コロナ変異株ついに「ネズミ」も感染した不安 感染する動物種の増加が意味すること
今回の研究結果は、ウイルスがネズミに感染する可能性があることを示しているにすぎないという。捕獲した野生のネズミから新型コロナに感染した個体は今のところ見つかっていないし、ウイルスがヒトからネズミに感染したり、ネズミからヒト、ネズミからネズミに感染したりする能力を持っている様子もない。
「私たちの研究結果によって強まったのは、ウイルスが感染する動物種の範囲を定期的にモニターする必要性だ。新たな変異株が生まれているとなれば、その必要性はなおのこと強まる」と博士。
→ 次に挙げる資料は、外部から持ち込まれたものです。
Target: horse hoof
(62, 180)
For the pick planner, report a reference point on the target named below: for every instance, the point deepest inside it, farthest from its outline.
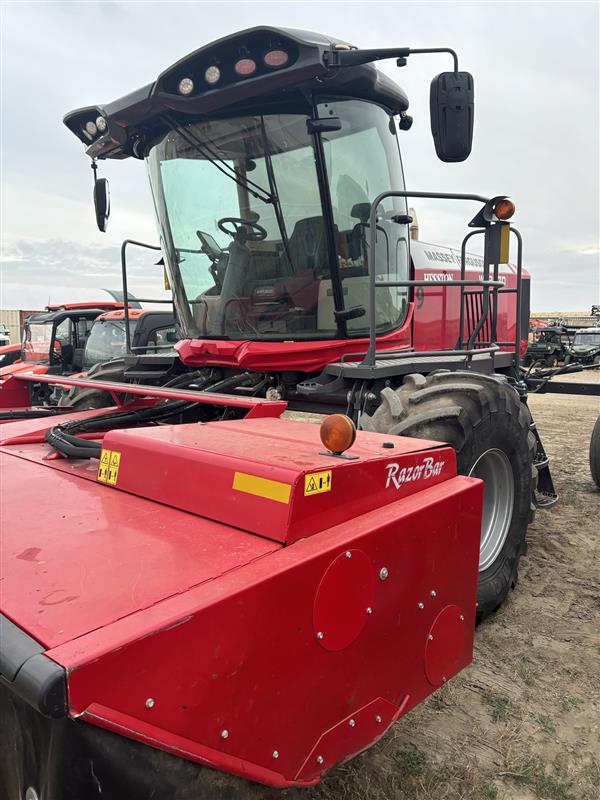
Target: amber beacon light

新型コロナはコウモリから発生し、別の動物が中間宿主となってヒトに感染したと考えられており、科学者はいわゆる「動物の貯蔵庫」にウイルスが再び還流する展開を危惧している。
動物の中で「危険な変異」が加速
新型コロナが別の種に広がると、その動物集団に壊滅的な打撃を与える可能性があるだけではない。危険な変異を遂げて、現在のワクチンでは対応できない変異株がヒトに再感染する恐れがある。
ヒトから新型コロナに感染し、そのウイルスをヒトに感染させる可能性のあることがわかっている動物は、これまでのところミンクだけだ。昨年11月上旬、デンマーク政府はミンクに感染した新型コロナが危険な変異を遂げるのを防ぐため、毛皮採取用に飼育されていたミンク1700万匹の殺処分を命じた。
最近の研究では、ペットのネコとイヌに感染した変異株「B.1.1.7」が、ヒトの感染者と似た心臓障害を引き起こす可能性のあることがわかっている。
新型コロナが感染に成功するには、動物の細胞表面にあるタンパク質と結合して細胞の中に入り込み、細胞のメカニズムを利用して自らを複製しなければならない。感染を阻止しようとする免疫系の初期攻撃をかわす必要もある。